XHUX-FM
- Tepic, Nayarit; Mexico;
- Frequency: 92.1 FM
- Branding: Lokura FM Pop

Programming
- Format: Pop

Ownership
- Owner: Capital Media (50%); (Master Radio de Occidente, S.A. de C.V.);

History
- First air date: May 3, 1950 (concession)
- Former frequencies: 810 kHz
- Call sign meaning: UX from Tuxpan, original location

Technical information
- Licensing authority: CRT
- Class: B1
- ERP: 25 kW
- HAAT: 329.12 m (1,079.8 ft)
- Transmitter coordinates: 21°43′44″N 105°03′55″W﻿ / ﻿21.72889°N 105.06528°W

Links
- Webcast: Listen live
- Website: lokura.fm/tepic

= XHUX-FM =

XHUX-FM is a radio station on 92.1 FM in Tepic, Nayarit, Mexico, with transmitter in El Jicote. The station is half-owned by Capital Media, which operates it as Lokura FM Pop with a pop format.

==History==
XHUX began as XEUX-AM 810, located in Tuxpan, Nayarit, with a concession awarded to Salvador Herena Benítez on May 3, 1950. In 2010, Luis Eduardo Stephens Zavala sold the station to Master Radio de Occidente, which is 50 percent owned by Capital Media, 25 percent by Stephens Zavala and 25 percent by Corporativo Difusión Atemajac, the primary shareholder of the concessionaire for XHXT-FM.

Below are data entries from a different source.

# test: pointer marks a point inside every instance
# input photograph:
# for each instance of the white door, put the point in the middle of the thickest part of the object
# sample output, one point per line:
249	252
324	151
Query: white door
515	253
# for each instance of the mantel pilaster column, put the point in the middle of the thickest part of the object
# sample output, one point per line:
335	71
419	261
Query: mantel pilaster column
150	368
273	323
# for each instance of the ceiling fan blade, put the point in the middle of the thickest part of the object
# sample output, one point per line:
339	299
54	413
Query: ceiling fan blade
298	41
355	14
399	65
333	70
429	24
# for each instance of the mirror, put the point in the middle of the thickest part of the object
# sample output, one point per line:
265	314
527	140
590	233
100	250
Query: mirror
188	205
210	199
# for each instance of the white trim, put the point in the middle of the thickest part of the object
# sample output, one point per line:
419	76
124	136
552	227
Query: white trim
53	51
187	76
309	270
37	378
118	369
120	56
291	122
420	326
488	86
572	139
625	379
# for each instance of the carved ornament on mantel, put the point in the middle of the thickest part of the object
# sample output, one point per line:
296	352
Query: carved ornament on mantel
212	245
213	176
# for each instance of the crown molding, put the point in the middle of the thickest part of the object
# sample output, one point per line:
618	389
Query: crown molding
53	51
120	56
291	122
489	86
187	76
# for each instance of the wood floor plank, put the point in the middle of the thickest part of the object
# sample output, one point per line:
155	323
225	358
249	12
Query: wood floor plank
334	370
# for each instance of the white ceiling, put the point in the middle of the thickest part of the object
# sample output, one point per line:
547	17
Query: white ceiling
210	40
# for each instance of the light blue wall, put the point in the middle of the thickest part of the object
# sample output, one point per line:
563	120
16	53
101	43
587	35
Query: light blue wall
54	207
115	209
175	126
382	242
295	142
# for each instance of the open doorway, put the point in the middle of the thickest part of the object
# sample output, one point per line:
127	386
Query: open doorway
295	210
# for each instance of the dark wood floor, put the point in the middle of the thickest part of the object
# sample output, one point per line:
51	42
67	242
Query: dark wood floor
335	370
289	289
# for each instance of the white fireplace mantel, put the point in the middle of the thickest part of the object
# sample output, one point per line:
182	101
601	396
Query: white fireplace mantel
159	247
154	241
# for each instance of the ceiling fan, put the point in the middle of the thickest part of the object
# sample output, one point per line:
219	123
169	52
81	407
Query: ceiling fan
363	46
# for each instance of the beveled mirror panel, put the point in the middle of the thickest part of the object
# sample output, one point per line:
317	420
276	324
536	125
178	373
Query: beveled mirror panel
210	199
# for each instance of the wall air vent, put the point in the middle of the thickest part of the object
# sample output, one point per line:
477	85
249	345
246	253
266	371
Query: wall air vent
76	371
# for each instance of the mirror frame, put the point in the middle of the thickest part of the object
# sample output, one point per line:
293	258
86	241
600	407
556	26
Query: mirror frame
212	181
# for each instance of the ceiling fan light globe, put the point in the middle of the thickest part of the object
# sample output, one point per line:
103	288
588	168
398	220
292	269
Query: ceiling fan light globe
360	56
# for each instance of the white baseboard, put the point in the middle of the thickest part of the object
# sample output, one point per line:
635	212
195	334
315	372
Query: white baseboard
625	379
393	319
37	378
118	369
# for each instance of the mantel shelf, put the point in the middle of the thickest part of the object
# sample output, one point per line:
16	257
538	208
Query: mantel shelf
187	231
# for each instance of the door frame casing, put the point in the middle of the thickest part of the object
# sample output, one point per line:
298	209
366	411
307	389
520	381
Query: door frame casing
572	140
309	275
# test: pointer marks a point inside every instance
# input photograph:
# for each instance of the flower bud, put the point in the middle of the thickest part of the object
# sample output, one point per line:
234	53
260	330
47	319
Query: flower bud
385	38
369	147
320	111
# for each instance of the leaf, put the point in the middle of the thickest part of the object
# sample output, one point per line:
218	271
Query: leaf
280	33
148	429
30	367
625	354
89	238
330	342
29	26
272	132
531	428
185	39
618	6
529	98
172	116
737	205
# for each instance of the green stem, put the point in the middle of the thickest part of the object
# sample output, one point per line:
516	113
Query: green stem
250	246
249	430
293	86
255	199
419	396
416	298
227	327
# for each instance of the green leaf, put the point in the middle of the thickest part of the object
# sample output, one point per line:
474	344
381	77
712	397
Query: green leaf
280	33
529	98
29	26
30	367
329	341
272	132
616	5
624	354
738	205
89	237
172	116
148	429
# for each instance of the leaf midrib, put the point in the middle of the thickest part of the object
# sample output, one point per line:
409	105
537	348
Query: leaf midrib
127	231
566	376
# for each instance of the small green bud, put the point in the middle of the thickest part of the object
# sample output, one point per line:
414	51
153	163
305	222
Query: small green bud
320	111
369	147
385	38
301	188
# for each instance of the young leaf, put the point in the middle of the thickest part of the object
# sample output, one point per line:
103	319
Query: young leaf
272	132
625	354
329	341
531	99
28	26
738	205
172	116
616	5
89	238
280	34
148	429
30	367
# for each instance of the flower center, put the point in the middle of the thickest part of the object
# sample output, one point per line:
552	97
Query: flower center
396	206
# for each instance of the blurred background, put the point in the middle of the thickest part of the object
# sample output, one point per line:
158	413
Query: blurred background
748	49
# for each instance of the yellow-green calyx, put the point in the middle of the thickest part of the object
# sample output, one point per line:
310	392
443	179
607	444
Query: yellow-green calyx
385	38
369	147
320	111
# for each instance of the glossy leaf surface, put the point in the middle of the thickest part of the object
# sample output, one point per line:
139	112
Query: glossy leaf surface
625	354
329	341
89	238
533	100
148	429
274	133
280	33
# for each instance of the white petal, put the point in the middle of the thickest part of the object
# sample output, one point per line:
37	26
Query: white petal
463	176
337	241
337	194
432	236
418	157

In 2011, XEUX migrated to FM as XHUX-FM 92.1.

Alica Medios took over operation of XHUX on May 17, 2021, and programmed it as grupera-formatted La Patrona. After Alica obtained the concession for XHCCBJ-FM 99.3 in the IFT-8 radio station auction of 2022, it moved the programming there and returned XHUX to Capital. Lokura FM was split into rock, pop, and grupera brands in 2023, with the pop format being installed at XHUX.